# **Temporal Difference Learning**



## Table of Contents

1. **Temporal Difference Learning**
   - 3.1 TD Learning vs. Monte Carlo Comparison
   - 3.2 SARSA Algorithm (On-Policy TD)
   - 3.3 Q-Learning Algorithm (Off-Policy TD)
   - 3.4 Policy Derivation and Evaluation
  
2. **Educational Enhancement and Practice**
   - 4.1 Learning Objectives
   - 4.2 Common Misconceptions
   - 4.3 Troubleshooting Guide
   - 4.4 Advanced Topics for Further Study

***

## 1. **Temporal Difference Learning**

### 3.1 TD Learning vs. Monte Carlo Comparison

**Core Concept from PDF:**
*"TD learning vs.
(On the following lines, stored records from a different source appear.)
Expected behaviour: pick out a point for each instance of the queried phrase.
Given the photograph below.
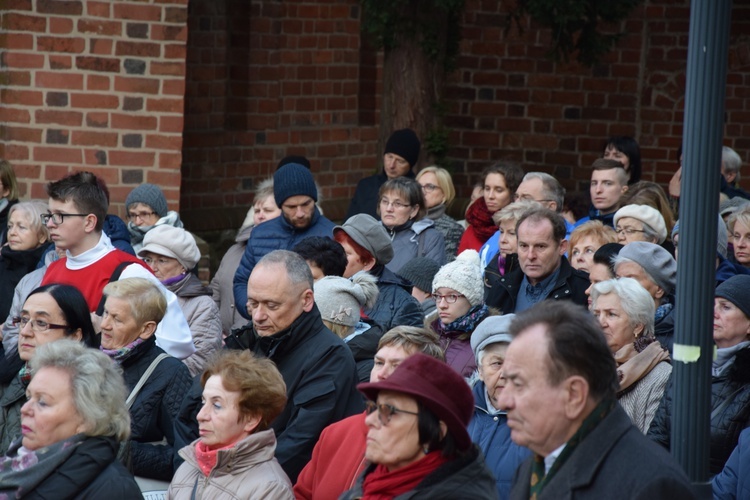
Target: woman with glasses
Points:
(458, 290)
(438, 190)
(28, 240)
(417, 442)
(50, 313)
(147, 208)
(500, 182)
(402, 209)
(171, 252)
Monte Carlo

TD learning:
- Model-free
- Estimate Q-table based on interaction  
- Update Q-table each step within episode
- Suitable for tasks with long/indefinite episodes

Monte Carlo:
- Model-free
- Estimate Q-table based on interaction
- Update Q-table when at least one episode done  
- Suitable for short episodic tasks"*

### Expanded Explanation:

**Temporal Difference (TD) learning** represents a fundamental paradigm shift from Monte Carlo methods by combining ideas from dynamic programming and Monte Carlo techniques.

#### Core Philosophical Differences:

**Temporal Difference Learning:**
- **Bootstrapping**: Uses estimates to update other estimates
- **Online Learning**: Updates occur after each time step
- **Sample Efficiency**: Can learn from incomplete episodes
- **Lower Variance**: Reduces random fluctuations in updates

**Mathematical Foundations:**
TD methods update estimates using the **TD error** $\delta_t$:
$$\delta_t = R_{t+1} + \gamma V(S_{t+1}) - V(S_t)$$

Where:
- $R_{t+1}$ = Immediate reward
- $\gamma V(S_{t+1})$ = Discounted value of next state
- $V(S_t)$ = Current estimate of state value

#### Why TD Learning Matters:
**Advantages over Monte Carlo:**
- **Continuing Tasks**: Works with non-episodic environments
- **Faster Learning**: Updates immediately, not waiting for episode completion
- **Memory Efficient**: No need to store complete episodes
- **Online Adaptation**: Adjusts to environment changes in real-time

**Examples of Applications:**
- **Scenario 1**: Robot navigation where episodes may be very long or undefined
- **Scenario 2**: Financial trading where markets operate continuously  
- **Scenario 3**: Game playing where episodes can last hours or days

#### Long-term Consequences:
- TD methods form the foundation for advanced algorithms (Q-learning, Actor-Critic)
- Enable practical RL applications in real-world scenarios
- Provide theoretical insights into the bias-variance tradeoff in learning

***

### 3.2 SARSA Algorithm (On-Policy TD)

**Core Concept from PDF:**
*"SARSA
TD algorithm
On-policy method: adjusts strategy based on taken actions

SARSA update rule
α: learning rate
γ: discount factor  
Both between 0 and 1"*

### Expanded Explanation:

**SARSA (State-Action-Reward-State-Action)** is an on-policy TD control algorithm that learns Q-values for the policy it is currently following.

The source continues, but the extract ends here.